А тогда, вернувшись со староновогодней гульбы с Шапирами, я с сожалением выключил телевизор со знаменитым — 32 «Эмми»! — Нилом Шапиро в разноцветных
подтяжках и пошел работать. Завтра — нож к горлу, кровь из носу — я должен отослать этот кус воспоминаний в «Русский базар» бывшей Наташе Наханьковой, а теперь по мужу Наташе Шапиро: чтобы быть ближе к народу?Мы выдавливаем из братьев Шапиро рассказы о Довлатове для этой книги, а заодно — чтобы они не канули в Лету и чтобы Изя и Соломон не остались в долгу перед покойником: столько о них устно и письменно нарассказал! Иногда, кстати, они пытаются опровергнуть его рассказы, но в конце концов их подтверждают — целиком или частично.
Такой вот пример. Как Соломон Шапиро поругался на похоронах матери с раввином: «Понаехало тут всякое говно из Ужгорода». Привожу по памяти Сережин рассказ, который он варьировал от случая к случаю. Раввин, как я понимаю, был из наших, в смысле — эмигрант. Так вот, будто бы он воздел руки к небу и наслал на Соломона страшные еврейские кары, на что Соломон сказал по-английски: «Знаю я вашу веру, электричеством в субботу пользоваться нельзя, а людей обжуливать можно…»
Спрашиваю у Соломона: было — не было?
— Известное дело, Сергей, как всегда, гиперболизует…
— Художества ради, да? А как было на самом деле? Скандал был?
— Точно не помню. Человек я несдержанный, могу иногда жопу показать.
— В смысле?
— Ну, когда пьян…
— Вы были пьяны?
— Ну да. С горя же…
— Соломон, хватит ходить вокруг до около! Вы сказали раввину, что понаехало всякое говно из Ужгорода?
— Не исключено. Ну, сказал. Вышел такой и начал ханжить. Общие слова, риторика, еле по-русски говорит — вот я и не выдержал. Но никаких проклятий он на меня не насылал. Этого еще не хватало! Сергей домыслил.
— Как насчет субботы? — продолжаю пытать Соломона.
— Да нет же. Наоборот, я чувствую себя евреем, отношусь с уважением к обычаям…
— Про субботу говорили или не говорили? — наседаю я.
— Откуда я помню? Это же в 1982 году было. Столько лет прошло. Мог, конечно, сказать. Такой тип был, что я мог что угодно сказать. Сам напросился!

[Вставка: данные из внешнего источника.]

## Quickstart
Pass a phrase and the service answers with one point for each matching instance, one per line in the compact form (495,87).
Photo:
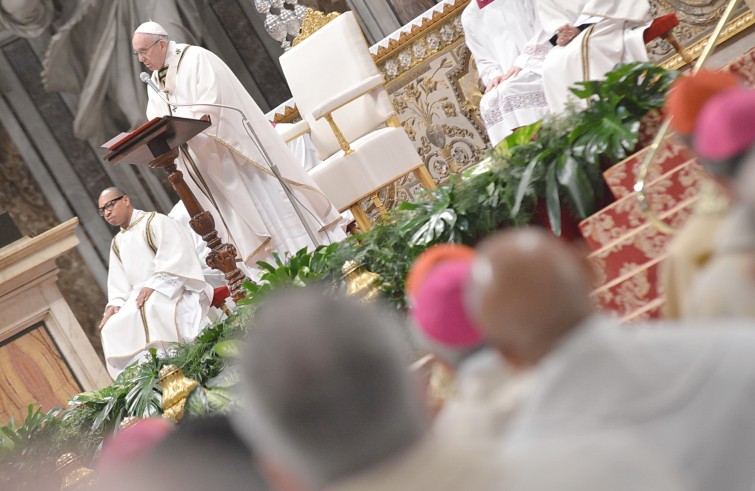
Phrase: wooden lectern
(157,144)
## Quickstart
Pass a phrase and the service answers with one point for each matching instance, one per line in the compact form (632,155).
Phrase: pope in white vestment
(151,252)
(226,165)
(590,37)
(509,47)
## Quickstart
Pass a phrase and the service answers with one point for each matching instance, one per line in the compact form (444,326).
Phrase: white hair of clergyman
(325,388)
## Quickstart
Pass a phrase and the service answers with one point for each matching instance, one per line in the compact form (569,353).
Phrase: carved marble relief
(22,197)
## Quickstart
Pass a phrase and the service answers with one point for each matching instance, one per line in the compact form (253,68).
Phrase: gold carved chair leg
(363,221)
(677,46)
(424,178)
(378,204)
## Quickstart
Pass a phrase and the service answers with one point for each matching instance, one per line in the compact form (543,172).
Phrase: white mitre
(151,27)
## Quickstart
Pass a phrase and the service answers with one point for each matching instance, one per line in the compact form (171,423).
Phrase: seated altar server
(589,37)
(487,390)
(157,294)
(509,47)
(228,166)
(684,393)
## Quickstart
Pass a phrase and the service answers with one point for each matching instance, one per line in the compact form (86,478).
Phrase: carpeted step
(623,216)
(642,245)
(632,292)
(622,177)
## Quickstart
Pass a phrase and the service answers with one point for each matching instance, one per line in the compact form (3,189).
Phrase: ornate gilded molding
(313,20)
(734,27)
(443,13)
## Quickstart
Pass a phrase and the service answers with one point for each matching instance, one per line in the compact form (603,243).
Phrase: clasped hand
(565,34)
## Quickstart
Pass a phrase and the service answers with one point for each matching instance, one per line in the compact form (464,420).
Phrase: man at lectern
(228,166)
(157,293)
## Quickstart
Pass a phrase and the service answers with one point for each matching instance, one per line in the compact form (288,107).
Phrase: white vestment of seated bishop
(227,167)
(612,33)
(154,251)
(503,34)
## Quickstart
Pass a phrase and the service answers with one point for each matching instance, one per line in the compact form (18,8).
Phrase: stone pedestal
(45,357)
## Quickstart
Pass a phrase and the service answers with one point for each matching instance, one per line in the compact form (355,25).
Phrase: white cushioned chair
(342,100)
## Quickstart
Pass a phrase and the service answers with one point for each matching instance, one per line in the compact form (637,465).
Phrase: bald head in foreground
(527,290)
(330,404)
(676,392)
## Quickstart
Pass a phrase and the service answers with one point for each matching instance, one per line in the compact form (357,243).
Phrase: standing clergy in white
(226,166)
(157,294)
(685,393)
(509,47)
(590,37)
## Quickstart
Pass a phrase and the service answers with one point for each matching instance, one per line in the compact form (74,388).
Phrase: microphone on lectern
(144,76)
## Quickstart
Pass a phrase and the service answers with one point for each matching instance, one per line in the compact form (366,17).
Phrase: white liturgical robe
(612,33)
(503,34)
(226,167)
(153,252)
(684,392)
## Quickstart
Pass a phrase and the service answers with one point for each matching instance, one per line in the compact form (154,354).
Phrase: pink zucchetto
(151,27)
(726,126)
(438,306)
(130,445)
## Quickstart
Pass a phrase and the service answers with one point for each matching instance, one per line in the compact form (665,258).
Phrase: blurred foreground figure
(331,405)
(692,246)
(157,294)
(329,398)
(589,37)
(487,391)
(725,142)
(684,394)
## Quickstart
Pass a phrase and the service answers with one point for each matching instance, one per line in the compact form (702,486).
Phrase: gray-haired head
(325,386)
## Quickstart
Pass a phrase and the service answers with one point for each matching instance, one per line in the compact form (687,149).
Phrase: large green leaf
(552,200)
(522,135)
(573,178)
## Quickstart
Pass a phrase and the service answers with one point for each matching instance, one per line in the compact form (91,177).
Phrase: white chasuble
(154,252)
(226,166)
(612,33)
(503,34)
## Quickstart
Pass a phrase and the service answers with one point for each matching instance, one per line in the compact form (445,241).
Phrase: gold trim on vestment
(639,22)
(196,175)
(285,179)
(132,224)
(586,53)
(263,168)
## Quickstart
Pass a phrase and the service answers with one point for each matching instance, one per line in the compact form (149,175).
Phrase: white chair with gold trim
(342,100)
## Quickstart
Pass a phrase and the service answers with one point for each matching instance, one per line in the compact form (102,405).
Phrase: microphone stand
(144,77)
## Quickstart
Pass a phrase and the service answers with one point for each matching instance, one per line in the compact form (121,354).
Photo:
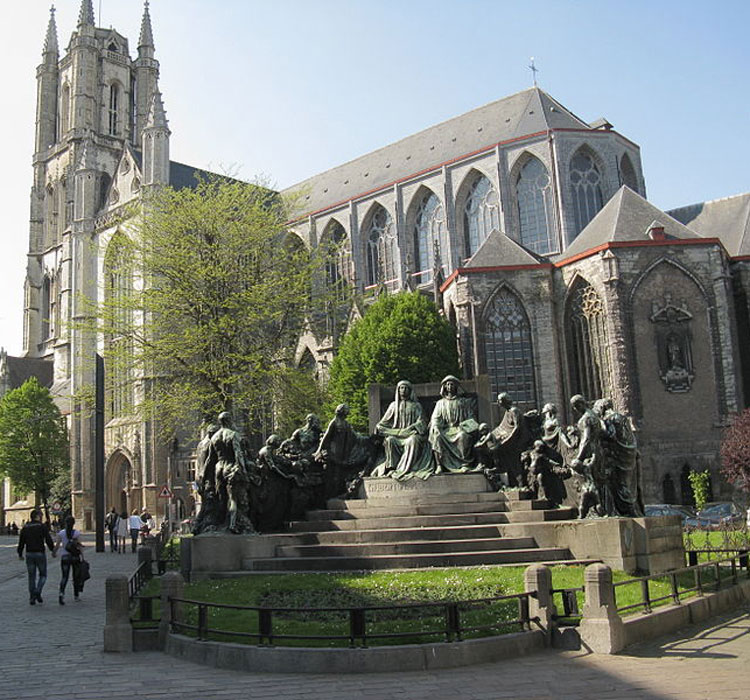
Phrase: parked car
(717,516)
(655,509)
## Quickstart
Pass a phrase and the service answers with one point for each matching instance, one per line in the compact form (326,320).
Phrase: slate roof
(499,251)
(625,217)
(22,368)
(727,219)
(522,114)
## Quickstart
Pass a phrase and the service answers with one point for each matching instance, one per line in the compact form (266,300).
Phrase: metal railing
(449,621)
(721,570)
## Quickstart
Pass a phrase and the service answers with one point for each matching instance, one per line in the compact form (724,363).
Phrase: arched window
(118,280)
(481,214)
(535,211)
(507,348)
(64,110)
(627,173)
(114,99)
(337,261)
(588,345)
(379,241)
(430,239)
(585,181)
(46,307)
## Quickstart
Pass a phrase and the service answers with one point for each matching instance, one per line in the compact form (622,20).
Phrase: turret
(156,144)
(146,74)
(47,83)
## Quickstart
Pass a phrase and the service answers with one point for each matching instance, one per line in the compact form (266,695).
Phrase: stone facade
(528,226)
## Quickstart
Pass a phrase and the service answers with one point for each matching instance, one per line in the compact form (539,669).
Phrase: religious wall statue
(622,490)
(512,437)
(404,431)
(453,429)
(673,343)
(231,474)
(347,455)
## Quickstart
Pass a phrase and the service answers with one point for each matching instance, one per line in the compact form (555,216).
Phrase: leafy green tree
(34,449)
(401,336)
(207,296)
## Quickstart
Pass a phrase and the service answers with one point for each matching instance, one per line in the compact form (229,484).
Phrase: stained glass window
(430,237)
(534,198)
(481,214)
(508,349)
(585,180)
(588,345)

— Соломон, — спрашиваю его в другой раз, — а правда, что вам платят зарплату только за то, что вы ходите на работу. Сережа говорил, — тороплюсь я сделать ссылку.
— Зачем же так? Опять довлатовское преувеличение. Работа и правда не пыльная. Помните, как в Союзе говорили? Они делают вид, что нам платят, а мы делаем вид, что работаем.
— Погодите, Соломон! Здесь-то вам платят в долларах, а работаете вы, как в Союзе, да?
— На совести Сергея, — отрезает Соломон, и я понимаю, что дальнейшие расспросы ни к чему не приведут.
Светлана Шапиро, жена Соломона, вспоминает Довлатова не так чтобы с восторгом — ложка дегтя в бочку меда. Пусть она его недолюбливала, однако для равновесия ее минусовые истории не помешают. Вот одна из них:
Наша дружба с Сергеем завязалась в начале 80-х. Встречались нередко, Сергей приходил к нам с Леной. Иногда мы к ним. В отличие от Соломона, у которого с Сергеем сложились довольно нежные отношения, я всерьез Довлатова не воспринимала, дышала ровно. Сергей дарил нам свои книжки с надписями — остроумными и неглубокими. Когда у него вышла очередная книга, «Заповедник», он сделал на ней такую надпись: «Дорогим Свете и Соломону. Вы — единственная награда за все эмигрантские потери». Таким автографом можно гордиться и такие отношения надо было ценить и беречь. Через несколько дней я зашла к Довлатовым и увидела на столе стопку «Заповедников». Машинально открыла книгу и прочла на первой странице: «Дорогому Науму Сагаловскому. Вы — единственная награда за все эмигрантские потери». Открыла следующую: «Дорогому Аркадию Львову. Вы — единственная награда за все эмигрантские потери». И так в каждой книжке.